Each year, my family takes a trip down to 30A in Florida. For as long as I can remember, we’ve picked up donuts from The Donut Hole to enjoy one morning of our vacation. Knowing my 3-year-old son’s allergies to eggs, peanuts, and tree nuts, my thoughtful brother and sister-in-law made a special trip to a bakery that sells vegan muffins (so egg-free) and other baked goods. They did their homework, asking the owner of the bakery about specific items and whether or not they contained my son’s allergens. They were directed toward several different nut-free, vegan options (or so they were told).
Excited to have found a special treat for my little guy to enjoy as we ate our donuts, we sat down for breakfast together. My son dove into his vanilla muffin along with the rest of his breakfast. Later, he got up from the table not acting like himself. When I asked him what was wrong, he quietly replied, “I don’t know.” We had just discussed the fact that it was our last day at the beach, so I assumed he was sad about that and didn’t push him to talk much more.

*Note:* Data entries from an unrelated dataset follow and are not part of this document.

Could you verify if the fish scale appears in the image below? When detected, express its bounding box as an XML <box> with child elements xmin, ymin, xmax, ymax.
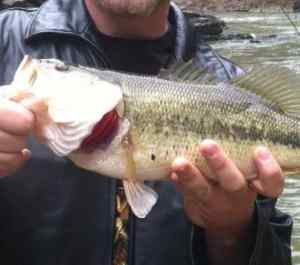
<box><xmin>8</xmin><ymin>57</ymin><xmax>300</xmax><ymax>218</ymax></box>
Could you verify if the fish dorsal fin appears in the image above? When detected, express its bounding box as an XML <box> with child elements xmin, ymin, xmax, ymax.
<box><xmin>231</xmin><ymin>65</ymin><xmax>300</xmax><ymax>119</ymax></box>
<box><xmin>158</xmin><ymin>60</ymin><xmax>216</xmax><ymax>84</ymax></box>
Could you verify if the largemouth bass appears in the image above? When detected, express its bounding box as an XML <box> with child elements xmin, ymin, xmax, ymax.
<box><xmin>4</xmin><ymin>56</ymin><xmax>300</xmax><ymax>218</ymax></box>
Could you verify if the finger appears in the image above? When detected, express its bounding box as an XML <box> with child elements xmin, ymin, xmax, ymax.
<box><xmin>251</xmin><ymin>147</ymin><xmax>284</xmax><ymax>197</ymax></box>
<box><xmin>200</xmin><ymin>140</ymin><xmax>247</xmax><ymax>192</ymax></box>
<box><xmin>171</xmin><ymin>158</ymin><xmax>210</xmax><ymax>201</ymax></box>
<box><xmin>0</xmin><ymin>100</ymin><xmax>34</xmax><ymax>135</ymax></box>
<box><xmin>0</xmin><ymin>130</ymin><xmax>27</xmax><ymax>153</ymax></box>
<box><xmin>0</xmin><ymin>152</ymin><xmax>29</xmax><ymax>176</ymax></box>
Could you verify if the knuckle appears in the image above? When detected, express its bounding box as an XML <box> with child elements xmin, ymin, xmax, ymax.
<box><xmin>261</xmin><ymin>163</ymin><xmax>283</xmax><ymax>179</ymax></box>
<box><xmin>209</xmin><ymin>152</ymin><xmax>228</xmax><ymax>172</ymax></box>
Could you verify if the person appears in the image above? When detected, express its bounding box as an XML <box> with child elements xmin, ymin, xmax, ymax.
<box><xmin>0</xmin><ymin>0</ymin><xmax>292</xmax><ymax>265</ymax></box>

We proceeded to change into our swimsuits, lather up with sunscreen, and walk down to the beach. I was carrying my sleeping 6 month old, but when mom finally arrived with my 3-year-old, she commented that he was “moving at a glacial pace.”
He played in the sand for a little while with my dad and brother. A little later, he asked for a snack but didn’t really eat much. I knew something was up when he asked to sit in my lap. This kid had been sprinting up and down the beach all week! Something wasn’t right. He continued to become more and more clingy. At one point, he was sitting under the umbrella covered in a beach towel telling me he had a “feber” (AKA fever). He began asking me for medicine.
At this point, I also thought he might have gotten a little cool in the shade or that maybe he needed to go potty, so I began walking with him back up to our house. He didn’t want to walk, so I ended up carrying him the rest of the way. As we were walking, he began to scratch. By the time we’d gotten to the house, he was itching all over and clawing his neck, legs…really, his entire body.
Finally out of the sun, I was able to see his skin more clearly. It looked like he had a terrible, blistery sunburn. He sat on the tile floor and scratched while I called the bakery to re-check the ingredients of his muffin. Again, I spoke to the owner and was told the muffin did not contain eggs or nuts; however, this time he offered to have someone else check and call me back. I continued to observe my son while I called my mom to come up from the beach because I suspected an allergic reaction. My husband wasn’t able to come on this trip, so I called to let him know as well.
When the bakery called me back, I answered and began asking more questions about the specific egg-free, nut-free flavors the bakery offered. The woman who returned my call listed several options, but vanilla wasn’t one of them. When I asked about the vanilla, I was finally told, “Oh no. The vanilla muffin isn’t vegan. It contains eggs.” My heart dropped as I quickly hung up and went to get the Epipen. As soon as my parents walked into the house, we administered the Epipen amidst lots of screams and tears from my little guy.
Those moments and the ones that followed were so scary and heartbreaking. My son, already not feeling well, knew he was going to have to get a shot and was basically hysterical. As a mother, I was scared to death not knowing how quickly his reaction was going to progress. Many people don’t realize that allergic reactions can worsen over the course of several hours and that antihistamines (which my son takes every morning) can mask certain aspects of allergic reactions.
I was devastated, knowing he trusts me to never give him foods that would hurt him or make him sick.
We rushed, flashers on, to the nearest hospital. Though his heart was racing, my little guy was having a hard time staying awake. We watched videos and encouraged him to keep talking to us on our 15-minute drive to the hospital.
Fortunately, the emergency room staff was wonderful, and we were in a room within 5 minutes of our arrival. They administered a hefty dose of strong steroids and Benadryl and set him up on a heart monitor for the next several hours to watch for any rebound reactions as the Epipen wore off. Fortunately, his breathing was not compromised and his airways stayed open. We had lots of people praying for us by that point, too. I’m not sure what would’ve happened without his Epipen or morning dose of hydroxyzine. I am so thankful that I was with him and that my family, doctors, PA, and nurses knew how to care for him as well.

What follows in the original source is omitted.